Knights are guardians, not autocrats, and in Bond’s tradition, so are spies. Not unlike Kingsman‘s invocation of King Arthur, writer and philosopher Umberto Eco describes Fleming’s Bond novels as presenting a world “made up of good and evil forces in conflict,” a perspective radically at odds with real-world espionage which is so often mired in ambiguity. Eco argues Fleming is neither an historian nor a realist (much to John le Carré’s chagrin): he’s a mythologist. Eco explains the Bond novels (and I would add the movies, even the most recent ones), share the same structure and logic as the fairy tale: “M is the King and Bond is the knight entrusted with a mission; Bond is the knight and the villain is the Dragon; the Lady and Villain stand for Beauty and the Beast; Bond restores the Lady to the fullness of spirit and to her senses – he is the Prince who rescues Sleeping Beauty.” Fleming himself makes several references to St. George and the Dragon throughout the novels, placing Bond in the role of the saint. What is important to acknowledge is the critical importance of myth in forming personal and national identity. Myths become projections of our idealized selves, and, often, beacons by which we navigate national traumas and instability.
There’s a rather clever joke in Kingsman about their tailored suits being literally bulletproof. This is a rather more serious joke than it may appear, because it has, metaphorically, always been true of Bond: his social role has always been to shield us from the ambiguities of real-world politics and the overwhelming weight of grief. Eco suggests that “the memory of his first homicide could have been the origin of the neurosis of James Bond, except that, within the ambit of Casino Royale, either the character or his author solves the problem by non-therapeutic means: Fleming excludes neurosis from the narrative possibilities.” Although Bond has killed countless people, witnessed the deaths and maiming of many lovers and friends, and been tortured himself on several occasions, rather than being crippled by PTSD, he floats from one mission to the next (mostly) untouched. As Eco points out, neurosis is absolutely forbidden in Fleming’s books, and so, in 2006’s Casino Royale, after being poisoned and revived at the last second, Bond casually bandages his broken heart in a clean shirt and his dinner jacket.
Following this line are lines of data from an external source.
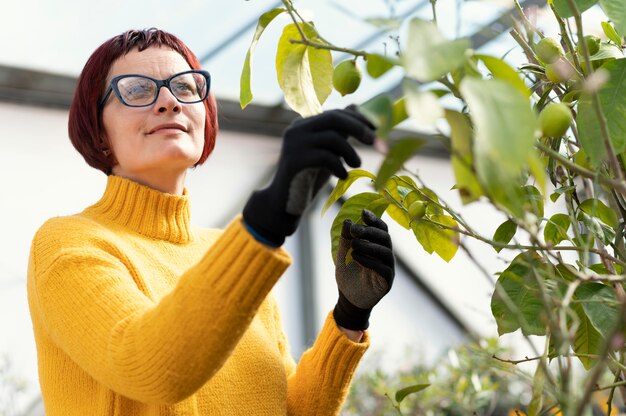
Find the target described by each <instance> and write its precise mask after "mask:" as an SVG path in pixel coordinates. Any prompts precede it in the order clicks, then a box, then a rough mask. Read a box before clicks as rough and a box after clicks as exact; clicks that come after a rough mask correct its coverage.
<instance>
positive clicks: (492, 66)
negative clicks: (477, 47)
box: [474, 55, 531, 97]
mask: <svg viewBox="0 0 626 416" xmlns="http://www.w3.org/2000/svg"><path fill="white" fill-rule="evenodd" d="M474 57H475V58H478V59H480V60H481V61H483V63H484V64H485V66H486V67H487V69H488V70H489V72H491V74H492V75H493V76H494V77H495V78H498V79H501V80H503V81H506V82H508V83H509V84H511V85H512V86H513V87H515V88H516V89H517V90H518V91H519V92H521V93H522V94H524V95H525V96H527V97H530V95H531V91H530V89H529V88H528V87H527V86H526V84H524V81H522V79H521V78H520V77H519V74H518V72H517V71H516V70H514V69H513V68H511V66H510V65H509V64H507V63H506V62H504V61H503V60H502V59H498V58H494V57H493V56H488V55H474Z"/></svg>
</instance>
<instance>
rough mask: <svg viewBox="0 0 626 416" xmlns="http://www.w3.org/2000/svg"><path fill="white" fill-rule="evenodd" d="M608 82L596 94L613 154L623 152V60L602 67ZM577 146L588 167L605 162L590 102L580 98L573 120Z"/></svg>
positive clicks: (625, 111)
mask: <svg viewBox="0 0 626 416" xmlns="http://www.w3.org/2000/svg"><path fill="white" fill-rule="evenodd" d="M602 68H604V69H605V70H607V71H608V73H609V77H610V78H609V80H608V82H607V83H605V84H604V85H602V87H601V88H600V90H599V91H598V97H599V99H600V107H601V109H602V112H603V113H604V116H605V117H606V121H607V125H608V130H609V135H610V138H611V142H612V143H613V147H614V149H615V152H616V153H622V152H624V151H625V150H626V94H616V93H615V92H616V91H624V89H626V59H615V60H613V61H610V62H608V63H606V64H604V65H603V67H602ZM576 121H577V125H578V132H579V136H580V142H581V145H582V148H583V150H584V151H585V153H586V155H587V157H588V158H589V162H590V164H591V166H593V167H597V166H598V165H599V164H600V162H601V161H602V160H604V159H605V158H606V150H605V146H604V144H603V141H602V138H601V136H600V134H599V132H600V131H601V130H600V124H599V123H598V119H597V117H596V113H595V110H594V107H593V105H592V101H591V98H590V97H589V96H588V95H587V94H583V95H582V96H581V99H580V100H579V102H578V115H577V117H576Z"/></svg>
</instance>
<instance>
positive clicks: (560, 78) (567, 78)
mask: <svg viewBox="0 0 626 416" xmlns="http://www.w3.org/2000/svg"><path fill="white" fill-rule="evenodd" d="M572 75H573V70H572V69H571V67H569V66H568V64H567V63H566V62H565V61H562V60H559V61H556V62H554V63H552V64H547V65H546V78H548V80H549V81H550V82H553V83H555V84H560V83H562V82H565V81H568V80H569V79H570V78H571V77H572Z"/></svg>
It is this bulletproof quality (whether literal or psychological) which Eco suggests “forms the basis for [Bond’s] success.” If Fleming’s villains are over-the-top and “unrealistic” (whatever that means), it is because, according to Eco, Fleming “seeks elementary oppositions; to personify primitive and universal forces.” If their world-destroying plots seem trite and impossible, it is only because Fleming is trying to capture the inexpressible horror of something WWII didn’t invent, but certainly brought to consciousness: crimes against all of humanity. And if the Bond novels and films are repetitive, it is because we don’t yet know how to navigate our own terror about the vulnerability of the world to the secret intentions of those around us, and the game is set to repeat until we are no longer afraid. The bulletproof Spy-Knight is not only an expression of our best self (even for Fleming, the producers of the James Bond films refer to Casino Royale as his “autobiography of dreams”), he is a figure who stands between our fragility and the world’s hidden cruelty.
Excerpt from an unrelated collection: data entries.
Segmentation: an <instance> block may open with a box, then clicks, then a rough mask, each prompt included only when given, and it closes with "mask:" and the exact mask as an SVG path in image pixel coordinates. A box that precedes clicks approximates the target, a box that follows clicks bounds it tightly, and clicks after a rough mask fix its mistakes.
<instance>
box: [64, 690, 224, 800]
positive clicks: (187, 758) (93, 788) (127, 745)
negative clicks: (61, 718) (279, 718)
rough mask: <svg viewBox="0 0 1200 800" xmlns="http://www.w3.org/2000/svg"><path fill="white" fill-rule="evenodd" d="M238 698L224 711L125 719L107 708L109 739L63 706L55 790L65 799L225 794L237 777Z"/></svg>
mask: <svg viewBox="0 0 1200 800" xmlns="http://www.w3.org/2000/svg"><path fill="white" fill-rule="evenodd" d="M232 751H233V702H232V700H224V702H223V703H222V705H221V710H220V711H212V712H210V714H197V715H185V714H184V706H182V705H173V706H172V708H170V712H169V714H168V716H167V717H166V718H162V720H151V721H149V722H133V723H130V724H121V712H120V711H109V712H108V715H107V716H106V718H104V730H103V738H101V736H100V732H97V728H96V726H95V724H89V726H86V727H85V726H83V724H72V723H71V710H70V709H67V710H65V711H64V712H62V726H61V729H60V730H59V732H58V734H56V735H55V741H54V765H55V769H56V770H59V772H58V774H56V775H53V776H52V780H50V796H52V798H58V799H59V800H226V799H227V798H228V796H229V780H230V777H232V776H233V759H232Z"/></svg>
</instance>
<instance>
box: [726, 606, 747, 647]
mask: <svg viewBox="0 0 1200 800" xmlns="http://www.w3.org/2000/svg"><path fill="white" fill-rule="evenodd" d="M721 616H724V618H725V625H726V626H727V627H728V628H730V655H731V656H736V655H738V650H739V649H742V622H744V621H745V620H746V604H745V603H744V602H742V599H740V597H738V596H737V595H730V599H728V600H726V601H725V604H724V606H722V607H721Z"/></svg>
One cannot miss the poetry of Bond standing in for St George, the patron saint of England, nor for the Kingsman as a valiant Knight of the Round Table. Kingsman may be a fun, satirical dismantling of Bond’s adventures, but it does so to unveil the spy as our modern knight, and exactly why we still need secret agents: If James Bond is immune to neuroses, fear, and trauma, it is because we are not. Kingsman succeeds because it understands this and plays along.